En esta batalla cruenta, la escritora tiene enemigas poderosas, como la soledad y las ausencias. Pero cuenta, sin embargo, con aliadas de mérito, como la poesía y la naturaleza. De hecho desde el título, en 'Inefable tierra' la naturaleza, el paisaje, cobra un protagonismo de primer nivel. Un paisaje que no es cualquier paisaje, ya que se trata de los campos de Castilla. Ese espacio mítico de Machado y de Delibes que resulta ser una tierra «cansada de soportar tantos pasados», una sombra que se alarga al final de cada tarde, una proyección profunda de la propia alma de los hombres. «Los atardeceres me pertenecen», proclama Sagüillo, mientras levanta su voz en el declinar del día. Una voz, un canto –la poesía- que, en compensación al avance de la oscuridad, produce «una inmensa ternura, una emoción sin color, un abismo de lágrimas». Una cierta ceremonia de enajenación romántica de la que surge el poema: «Seremos –dice- los locos del dolor, los del amor idealizado, / los del tormento y sombras cuando el sol se oculta».

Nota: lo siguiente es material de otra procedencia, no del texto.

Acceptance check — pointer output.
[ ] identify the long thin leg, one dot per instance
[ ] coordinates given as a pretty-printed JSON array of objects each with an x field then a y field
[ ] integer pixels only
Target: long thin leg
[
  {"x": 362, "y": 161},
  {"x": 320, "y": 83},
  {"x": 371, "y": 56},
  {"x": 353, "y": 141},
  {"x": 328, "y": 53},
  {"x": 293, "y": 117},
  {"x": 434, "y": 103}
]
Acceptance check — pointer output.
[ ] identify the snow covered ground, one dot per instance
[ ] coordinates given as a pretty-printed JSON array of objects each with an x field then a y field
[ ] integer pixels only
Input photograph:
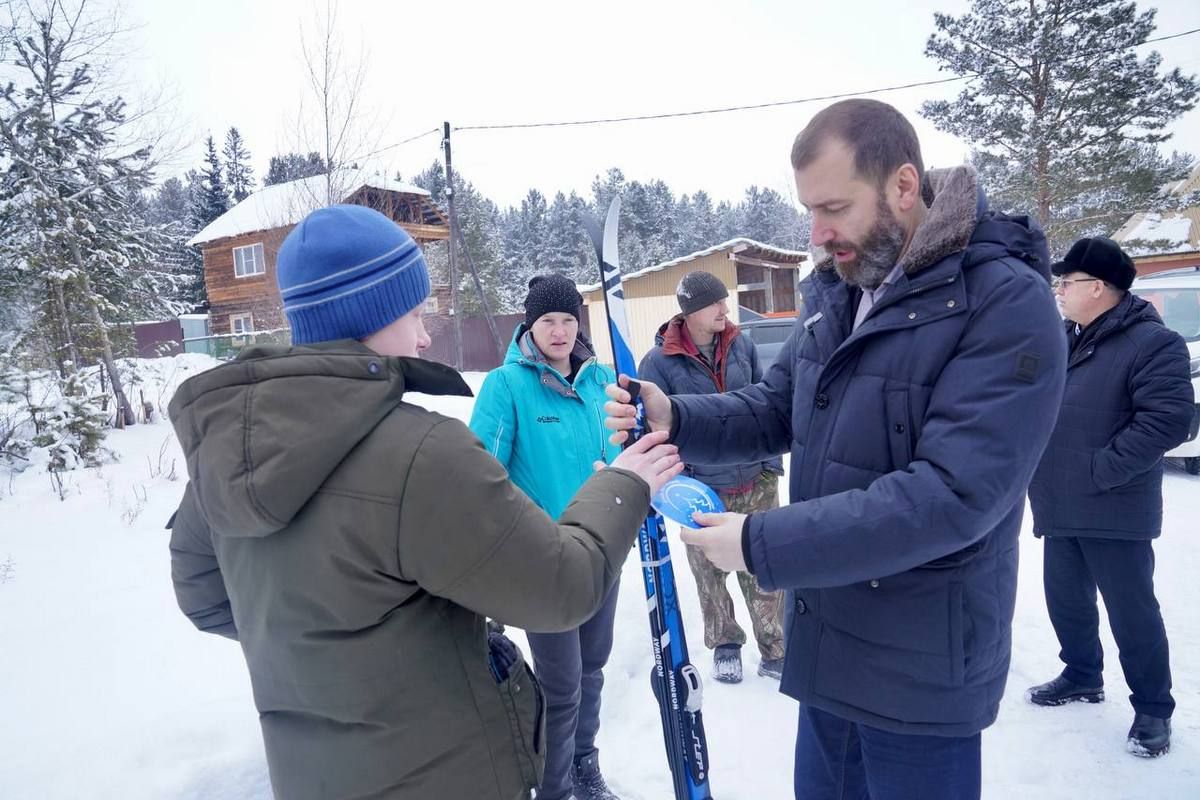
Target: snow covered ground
[{"x": 107, "y": 691}]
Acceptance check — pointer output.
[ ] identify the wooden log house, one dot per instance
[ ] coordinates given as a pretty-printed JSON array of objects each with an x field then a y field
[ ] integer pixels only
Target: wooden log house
[{"x": 240, "y": 246}]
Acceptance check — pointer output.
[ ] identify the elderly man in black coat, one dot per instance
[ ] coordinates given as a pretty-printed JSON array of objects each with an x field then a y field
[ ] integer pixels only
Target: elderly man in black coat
[{"x": 1097, "y": 494}]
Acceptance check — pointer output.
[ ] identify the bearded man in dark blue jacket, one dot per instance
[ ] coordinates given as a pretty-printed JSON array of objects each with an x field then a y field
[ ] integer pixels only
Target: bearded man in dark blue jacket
[
  {"x": 916, "y": 396},
  {"x": 1097, "y": 495}
]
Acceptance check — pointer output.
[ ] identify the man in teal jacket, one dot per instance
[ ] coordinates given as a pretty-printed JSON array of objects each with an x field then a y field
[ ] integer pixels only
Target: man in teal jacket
[{"x": 541, "y": 415}]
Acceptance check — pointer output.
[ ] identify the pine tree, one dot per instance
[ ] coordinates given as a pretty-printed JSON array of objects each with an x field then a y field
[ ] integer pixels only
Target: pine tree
[
  {"x": 72, "y": 217},
  {"x": 213, "y": 198},
  {"x": 292, "y": 167},
  {"x": 171, "y": 210},
  {"x": 239, "y": 173},
  {"x": 767, "y": 217},
  {"x": 1063, "y": 115}
]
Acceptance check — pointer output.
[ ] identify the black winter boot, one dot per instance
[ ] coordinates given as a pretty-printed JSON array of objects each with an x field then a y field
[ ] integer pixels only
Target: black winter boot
[
  {"x": 1061, "y": 691},
  {"x": 588, "y": 782},
  {"x": 1149, "y": 737},
  {"x": 727, "y": 663}
]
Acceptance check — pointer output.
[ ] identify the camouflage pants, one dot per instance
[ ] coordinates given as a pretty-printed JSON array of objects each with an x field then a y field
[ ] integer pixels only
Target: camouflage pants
[{"x": 717, "y": 605}]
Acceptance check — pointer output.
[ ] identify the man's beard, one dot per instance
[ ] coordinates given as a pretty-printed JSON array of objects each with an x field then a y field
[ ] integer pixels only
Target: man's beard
[{"x": 879, "y": 253}]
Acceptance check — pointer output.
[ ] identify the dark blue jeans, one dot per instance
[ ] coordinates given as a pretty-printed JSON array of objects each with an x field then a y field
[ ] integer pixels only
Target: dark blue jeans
[
  {"x": 1123, "y": 571},
  {"x": 569, "y": 667},
  {"x": 838, "y": 759}
]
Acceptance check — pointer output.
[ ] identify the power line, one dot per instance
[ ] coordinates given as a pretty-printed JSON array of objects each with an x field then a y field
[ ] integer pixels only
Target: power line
[
  {"x": 793, "y": 102},
  {"x": 393, "y": 146}
]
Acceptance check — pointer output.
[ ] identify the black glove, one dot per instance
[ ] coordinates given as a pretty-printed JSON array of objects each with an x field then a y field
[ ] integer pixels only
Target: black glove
[{"x": 502, "y": 655}]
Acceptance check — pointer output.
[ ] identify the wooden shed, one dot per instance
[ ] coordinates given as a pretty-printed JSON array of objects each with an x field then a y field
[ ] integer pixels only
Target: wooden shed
[{"x": 762, "y": 281}]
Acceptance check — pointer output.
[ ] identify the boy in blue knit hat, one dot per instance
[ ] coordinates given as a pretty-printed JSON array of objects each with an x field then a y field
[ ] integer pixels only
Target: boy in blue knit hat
[{"x": 353, "y": 542}]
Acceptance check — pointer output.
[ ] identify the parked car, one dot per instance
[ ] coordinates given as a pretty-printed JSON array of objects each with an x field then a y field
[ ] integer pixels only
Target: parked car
[
  {"x": 1176, "y": 295},
  {"x": 768, "y": 334}
]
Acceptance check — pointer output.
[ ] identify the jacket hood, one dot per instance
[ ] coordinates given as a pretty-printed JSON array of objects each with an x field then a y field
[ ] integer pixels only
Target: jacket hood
[
  {"x": 960, "y": 221},
  {"x": 263, "y": 433}
]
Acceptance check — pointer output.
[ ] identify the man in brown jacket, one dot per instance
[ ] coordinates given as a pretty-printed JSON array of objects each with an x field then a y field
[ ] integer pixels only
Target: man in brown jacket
[{"x": 353, "y": 542}]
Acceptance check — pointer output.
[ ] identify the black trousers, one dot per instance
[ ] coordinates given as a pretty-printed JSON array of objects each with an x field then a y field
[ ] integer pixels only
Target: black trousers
[{"x": 1123, "y": 571}]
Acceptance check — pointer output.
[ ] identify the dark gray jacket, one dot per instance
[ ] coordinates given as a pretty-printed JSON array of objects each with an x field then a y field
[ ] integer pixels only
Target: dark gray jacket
[
  {"x": 1128, "y": 401},
  {"x": 352, "y": 542},
  {"x": 676, "y": 366},
  {"x": 913, "y": 440}
]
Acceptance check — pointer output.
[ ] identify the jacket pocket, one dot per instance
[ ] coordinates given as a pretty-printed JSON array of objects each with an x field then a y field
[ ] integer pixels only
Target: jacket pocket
[
  {"x": 526, "y": 707},
  {"x": 899, "y": 427}
]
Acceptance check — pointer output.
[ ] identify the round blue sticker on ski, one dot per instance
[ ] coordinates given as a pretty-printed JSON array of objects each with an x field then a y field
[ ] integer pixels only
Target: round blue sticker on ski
[{"x": 682, "y": 497}]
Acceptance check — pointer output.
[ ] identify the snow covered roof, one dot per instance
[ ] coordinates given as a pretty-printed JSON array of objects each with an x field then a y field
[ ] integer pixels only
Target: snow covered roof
[
  {"x": 286, "y": 204},
  {"x": 1174, "y": 229},
  {"x": 737, "y": 245}
]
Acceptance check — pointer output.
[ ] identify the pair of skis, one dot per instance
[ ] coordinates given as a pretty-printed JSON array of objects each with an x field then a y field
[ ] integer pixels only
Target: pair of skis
[{"x": 675, "y": 680}]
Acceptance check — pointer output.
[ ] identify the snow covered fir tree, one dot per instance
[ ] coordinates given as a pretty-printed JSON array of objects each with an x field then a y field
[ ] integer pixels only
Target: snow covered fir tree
[
  {"x": 79, "y": 253},
  {"x": 1065, "y": 115}
]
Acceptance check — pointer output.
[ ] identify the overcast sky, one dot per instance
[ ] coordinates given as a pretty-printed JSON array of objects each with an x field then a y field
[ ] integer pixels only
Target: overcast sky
[{"x": 228, "y": 62}]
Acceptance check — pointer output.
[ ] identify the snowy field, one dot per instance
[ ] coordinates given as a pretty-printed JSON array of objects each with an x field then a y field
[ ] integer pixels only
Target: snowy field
[{"x": 107, "y": 691}]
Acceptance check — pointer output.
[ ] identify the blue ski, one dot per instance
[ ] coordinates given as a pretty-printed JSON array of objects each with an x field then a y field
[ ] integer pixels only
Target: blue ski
[{"x": 675, "y": 680}]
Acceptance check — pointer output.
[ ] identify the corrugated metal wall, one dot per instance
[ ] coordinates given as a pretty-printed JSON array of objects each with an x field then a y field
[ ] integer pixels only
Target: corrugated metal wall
[{"x": 649, "y": 301}]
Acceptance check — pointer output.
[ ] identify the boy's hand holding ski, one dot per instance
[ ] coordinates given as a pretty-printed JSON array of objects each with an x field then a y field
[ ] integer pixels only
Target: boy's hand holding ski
[{"x": 622, "y": 411}]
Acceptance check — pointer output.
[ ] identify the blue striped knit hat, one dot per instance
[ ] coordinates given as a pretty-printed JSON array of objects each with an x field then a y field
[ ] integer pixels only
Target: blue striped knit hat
[{"x": 347, "y": 271}]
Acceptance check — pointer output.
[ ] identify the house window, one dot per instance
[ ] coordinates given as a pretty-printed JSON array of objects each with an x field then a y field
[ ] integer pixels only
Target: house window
[
  {"x": 241, "y": 324},
  {"x": 249, "y": 260},
  {"x": 783, "y": 283}
]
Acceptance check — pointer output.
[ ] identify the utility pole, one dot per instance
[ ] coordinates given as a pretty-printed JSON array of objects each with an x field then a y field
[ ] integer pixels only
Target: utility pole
[{"x": 454, "y": 270}]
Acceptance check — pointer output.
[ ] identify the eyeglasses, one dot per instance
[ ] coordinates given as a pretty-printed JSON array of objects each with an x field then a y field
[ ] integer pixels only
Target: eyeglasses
[{"x": 1060, "y": 284}]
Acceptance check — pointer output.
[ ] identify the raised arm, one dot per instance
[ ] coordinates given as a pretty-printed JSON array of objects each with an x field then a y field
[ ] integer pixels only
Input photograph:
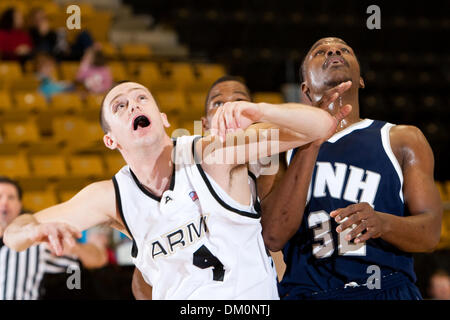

La poesía, de esta manera, se convierte en signo de la propia vida. En salvoconducto para, desde el atardecer, cruzar la noche oscura del alma y llegar inexplicablemente vivo hasta el nuevo día. La misma poesía que alumbró las primeras ilusiones vitales de la poeta. La que justificó una vida entera que «no fue de alardes», sino más bien «sin ruido, casi de verdad a fuerza de desearlo». La que dio sustancia al amor y a las entregas. Materia «cada vez más necesaria» que, como la tierra, hunde también sus raíces en las voces «de los poetas nuestros», en aquellas «canciones que aprendimos difíciles de olvidar». En la propia sustancia nutricia, vivificadora de la palabra: «Apostemos por la palabra, que es la fuerza y tesón de los sentimientos». Caminando, arrullando, cantando, bailando en los límites del bosque. En los propios límites del mundo. Llama de amor viva ardiendo en los paisajes de la desolación. Casi un milagro.
* 'Inefable tierra'. Araceli Sagüillo. Vitrubio. Madrid, 2020.